Metagenome assembly algorithms are generally designed to deal better with interspecies repeats, highly non-uniform read coverages and overall lower coverage per genome compared to a typical sequencing project of a pure isolate. Yet, to our knowledge, there are currently no well-established long-read metagenome assemblers available or they are still in an experimental state (e.g., Flye-meta). Thus, we used the Flye de novo assembly algorithm [47], which was initially developed for individual repeat rich genomes, yet, achieved the best assemblies of our metagenomic samples (data not shown). Further, it was crucial to extensively polish genome assemblies in order to achieve a sufficiently high assembly quality [33] (Additional file 1: Figure S8, Additional file 2). We found that very long reads (ONT) were necessary to resolve long-range misassemblies. However, the lower quality of ONT reads required polishing with PacBio and in particular Illumina data. Moreover, great care needs to be taken when contigs are polished individually, since this can lead to the erroneous removal of true, natural sequence diversity due to cross mapping of reads in repeat regions (e.g., repeated sequences such as 16S rRNA operons, insertion sequences/transposases).
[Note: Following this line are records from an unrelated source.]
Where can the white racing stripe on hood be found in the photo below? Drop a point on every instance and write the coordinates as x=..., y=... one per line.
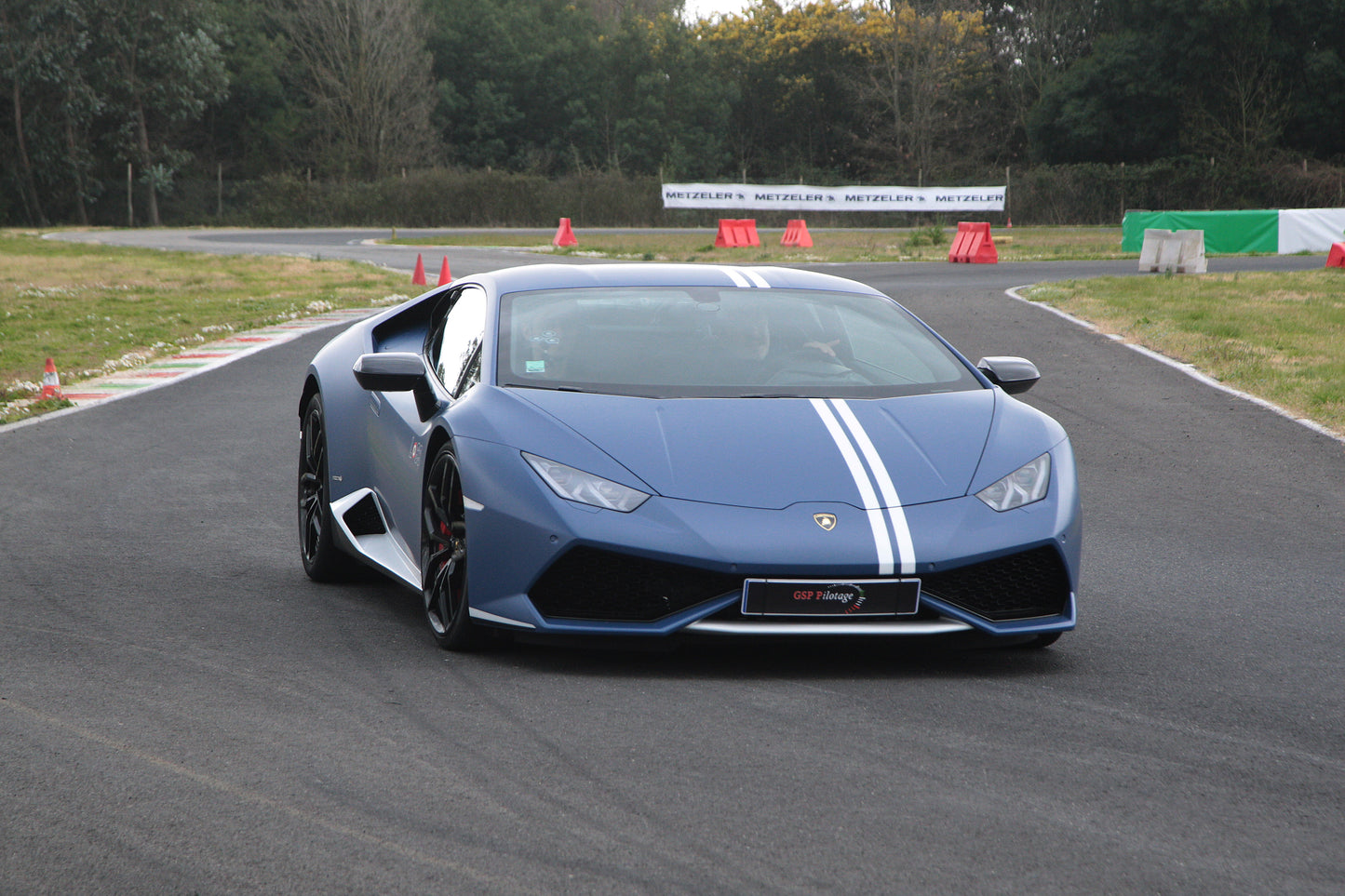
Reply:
x=892, y=543
x=906, y=549
x=881, y=539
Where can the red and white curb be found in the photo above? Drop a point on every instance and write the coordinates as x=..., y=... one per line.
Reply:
x=163, y=371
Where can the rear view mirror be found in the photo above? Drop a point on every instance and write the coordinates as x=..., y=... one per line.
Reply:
x=398, y=371
x=1012, y=374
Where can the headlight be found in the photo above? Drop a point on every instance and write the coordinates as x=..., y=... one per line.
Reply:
x=586, y=488
x=1022, y=486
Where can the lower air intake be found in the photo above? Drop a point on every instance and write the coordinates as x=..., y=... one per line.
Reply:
x=1024, y=585
x=598, y=584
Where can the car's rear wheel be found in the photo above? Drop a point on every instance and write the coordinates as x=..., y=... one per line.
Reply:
x=323, y=561
x=444, y=555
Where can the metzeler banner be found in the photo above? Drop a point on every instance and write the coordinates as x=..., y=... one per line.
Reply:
x=775, y=198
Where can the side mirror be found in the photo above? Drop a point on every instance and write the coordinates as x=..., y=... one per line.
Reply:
x=1012, y=374
x=398, y=371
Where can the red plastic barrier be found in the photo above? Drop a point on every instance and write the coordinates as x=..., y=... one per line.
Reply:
x=565, y=234
x=974, y=244
x=736, y=233
x=797, y=234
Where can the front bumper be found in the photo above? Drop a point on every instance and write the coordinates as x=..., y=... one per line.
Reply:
x=549, y=566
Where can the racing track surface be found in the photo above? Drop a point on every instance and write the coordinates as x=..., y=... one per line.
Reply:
x=182, y=711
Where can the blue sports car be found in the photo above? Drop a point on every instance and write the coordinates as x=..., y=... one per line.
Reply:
x=653, y=449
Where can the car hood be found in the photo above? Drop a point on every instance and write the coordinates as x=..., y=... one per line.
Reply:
x=773, y=452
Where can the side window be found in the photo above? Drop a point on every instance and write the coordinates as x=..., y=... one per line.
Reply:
x=456, y=346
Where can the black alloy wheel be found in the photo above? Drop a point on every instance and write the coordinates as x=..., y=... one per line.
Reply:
x=322, y=560
x=444, y=555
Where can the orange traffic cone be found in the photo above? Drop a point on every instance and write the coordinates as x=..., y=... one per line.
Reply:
x=51, y=382
x=565, y=234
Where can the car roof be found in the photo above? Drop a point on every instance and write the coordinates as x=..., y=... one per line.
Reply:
x=557, y=276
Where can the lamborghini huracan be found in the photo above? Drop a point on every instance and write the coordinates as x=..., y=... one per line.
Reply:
x=655, y=449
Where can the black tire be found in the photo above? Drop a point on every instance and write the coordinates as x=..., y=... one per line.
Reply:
x=323, y=561
x=444, y=555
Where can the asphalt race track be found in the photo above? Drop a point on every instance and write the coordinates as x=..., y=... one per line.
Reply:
x=183, y=712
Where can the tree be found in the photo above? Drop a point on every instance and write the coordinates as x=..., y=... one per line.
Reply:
x=794, y=72
x=928, y=82
x=159, y=68
x=365, y=69
x=42, y=48
x=1037, y=41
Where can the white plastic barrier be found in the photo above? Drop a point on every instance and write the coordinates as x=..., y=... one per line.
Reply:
x=1179, y=252
x=1311, y=229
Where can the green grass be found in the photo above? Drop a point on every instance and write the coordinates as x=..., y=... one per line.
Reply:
x=99, y=308
x=1275, y=335
x=96, y=310
x=919, y=244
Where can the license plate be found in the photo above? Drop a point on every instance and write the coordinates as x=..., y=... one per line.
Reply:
x=854, y=597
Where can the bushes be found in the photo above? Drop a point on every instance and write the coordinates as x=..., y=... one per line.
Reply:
x=1079, y=194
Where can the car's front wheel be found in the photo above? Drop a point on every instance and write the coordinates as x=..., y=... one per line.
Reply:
x=323, y=561
x=444, y=555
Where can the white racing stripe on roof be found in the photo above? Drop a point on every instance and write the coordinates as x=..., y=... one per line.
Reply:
x=746, y=277
x=906, y=548
x=756, y=277
x=736, y=276
x=881, y=536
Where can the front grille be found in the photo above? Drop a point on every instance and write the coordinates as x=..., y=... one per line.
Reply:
x=598, y=584
x=1024, y=585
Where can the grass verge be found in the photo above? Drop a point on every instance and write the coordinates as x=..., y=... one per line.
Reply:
x=921, y=244
x=96, y=308
x=99, y=308
x=1275, y=335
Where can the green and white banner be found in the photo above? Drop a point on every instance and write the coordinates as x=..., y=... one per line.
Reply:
x=801, y=198
x=1269, y=232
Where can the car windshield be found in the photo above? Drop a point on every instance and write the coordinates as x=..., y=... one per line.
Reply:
x=712, y=341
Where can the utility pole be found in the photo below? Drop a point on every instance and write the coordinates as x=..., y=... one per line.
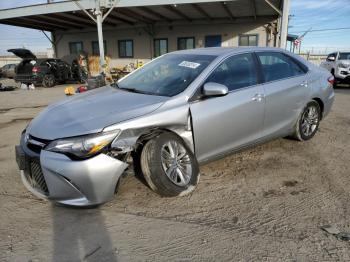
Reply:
x=99, y=20
x=284, y=24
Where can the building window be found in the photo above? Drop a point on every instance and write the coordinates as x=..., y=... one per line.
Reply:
x=248, y=40
x=75, y=47
x=160, y=47
x=96, y=49
x=126, y=48
x=185, y=43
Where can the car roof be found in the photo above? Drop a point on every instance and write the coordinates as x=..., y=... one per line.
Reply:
x=222, y=51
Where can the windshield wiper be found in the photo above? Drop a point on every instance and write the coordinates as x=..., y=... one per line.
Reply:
x=134, y=90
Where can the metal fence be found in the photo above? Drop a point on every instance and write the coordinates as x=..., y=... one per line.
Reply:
x=316, y=59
Furthermore, we still observed a high number of pseudogenes in the finished MAGs. This, however, is characteristic for Lactobacillales, which live in a nutrient-rich environment such as milk and therefore frequently experience gene loss and gradual genome decay [48]. Overall, further improvements of the sequencing technologies (PacBio/ONT), the application of long-range information technologies (e.g., 10x genomics, Hi-C, synthetic long reads) combined with the development of new algorithms could greatly simplify the currently extensive assembly and polishing workflow.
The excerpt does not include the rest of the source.